Pausing primordial production
When the ovarian reserve is established, all the oocytes in primordial follicles pause their development and can remain in such an arrested state for decades.
“Fertility is supported by these arrested oocytes,” said Namekawa, noting that some hitherto unknown molecular machinery pauses development. “The main question is how can these cells be maintained for decades? It’s a big question. They cannot divide, they cannot proliferate, they just stay quiescent in the ovaries for decades. How is this possible?”
Using mouse mutants, the team found that the pausing of this oocyte transition phase was mediated by a group of proteins called the Polycomb Repressive Complex 1 (PRC1).
A molecular understanding of fertility
PRC1 suppresses the development process, called meiosis, that occurs prior to establishing the ovarian reserve, thereby ensuring a proper gene expression program in the ovarian reserve. When the team created mouse mutants with depleted PRC1 machinery, they found that the ovarian reserve could not be established, and the cells underwent cell death.

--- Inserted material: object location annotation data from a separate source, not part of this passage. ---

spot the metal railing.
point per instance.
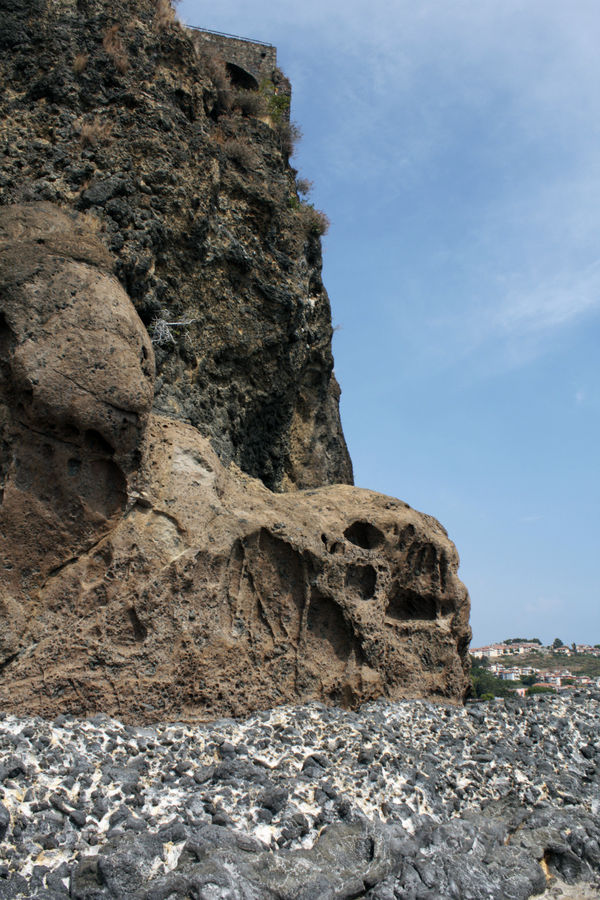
(225, 34)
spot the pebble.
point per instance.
(406, 800)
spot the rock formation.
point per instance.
(108, 108)
(141, 576)
(172, 542)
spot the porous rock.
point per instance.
(145, 579)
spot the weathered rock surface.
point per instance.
(106, 107)
(143, 578)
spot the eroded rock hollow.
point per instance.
(179, 537)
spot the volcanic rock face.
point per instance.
(106, 107)
(143, 578)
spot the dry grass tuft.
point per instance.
(115, 48)
(164, 15)
(80, 62)
(316, 223)
(241, 153)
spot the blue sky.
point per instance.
(455, 148)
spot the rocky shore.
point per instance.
(396, 800)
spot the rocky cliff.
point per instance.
(109, 108)
(176, 537)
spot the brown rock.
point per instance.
(76, 377)
(144, 579)
(213, 596)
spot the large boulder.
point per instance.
(143, 578)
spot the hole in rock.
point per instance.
(364, 535)
(74, 466)
(6, 338)
(361, 581)
(327, 624)
(140, 632)
(241, 78)
(95, 441)
(405, 604)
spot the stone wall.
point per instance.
(256, 58)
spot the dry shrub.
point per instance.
(95, 132)
(240, 153)
(115, 48)
(80, 62)
(316, 223)
(304, 186)
(164, 15)
(289, 133)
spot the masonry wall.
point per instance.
(258, 59)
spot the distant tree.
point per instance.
(484, 683)
(510, 641)
(481, 661)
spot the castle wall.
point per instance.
(256, 58)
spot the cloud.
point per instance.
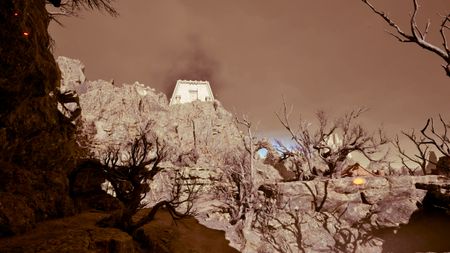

“We show that a conditional PRC1 deletion results in rapid depletion of follicles and sterility,” said Namekawa. “These results strongly implicate PRC1 in the critical process of maintaining the epigenome of primordial follicles throughout the protracted arrest that can last up to 50 years in humans.”
According to Namekawa and his colleagues, deficiencies in PRC1 functionality may help explain cases of premature ovarian failure and infertility in humans.
“Now that we found that this epigenetic process is key for establishment, the next question is can we uncover a more detailed mechanism of this process?” Namekawa said. “How can the ovarian reserve be maintained for decades?”
Namekawa and colleagues plan to investigate this question next, attempting to further elucidate the mechanistic events that govern the PRC1 machinery. By learning more about this process, they hope to remedy potential fertility issues that arise with age.
Additional authors on the paper are: at UC Davis, Yu-Han Yeh, Yasuhisa Manukata and Hironori Abe; Akihiko Sakashita and So Maezawa, Cincinnati Children’s Hospital Medical Center; Miguel Vidal, Centro de Investigaciones Biológicas Margarita Salas, Madrid, Spain; and Haruhiko Koseki, RIKEN Center for Allergy and Immunology, Yokohama, Japan. The work was supported by grants from the NIH.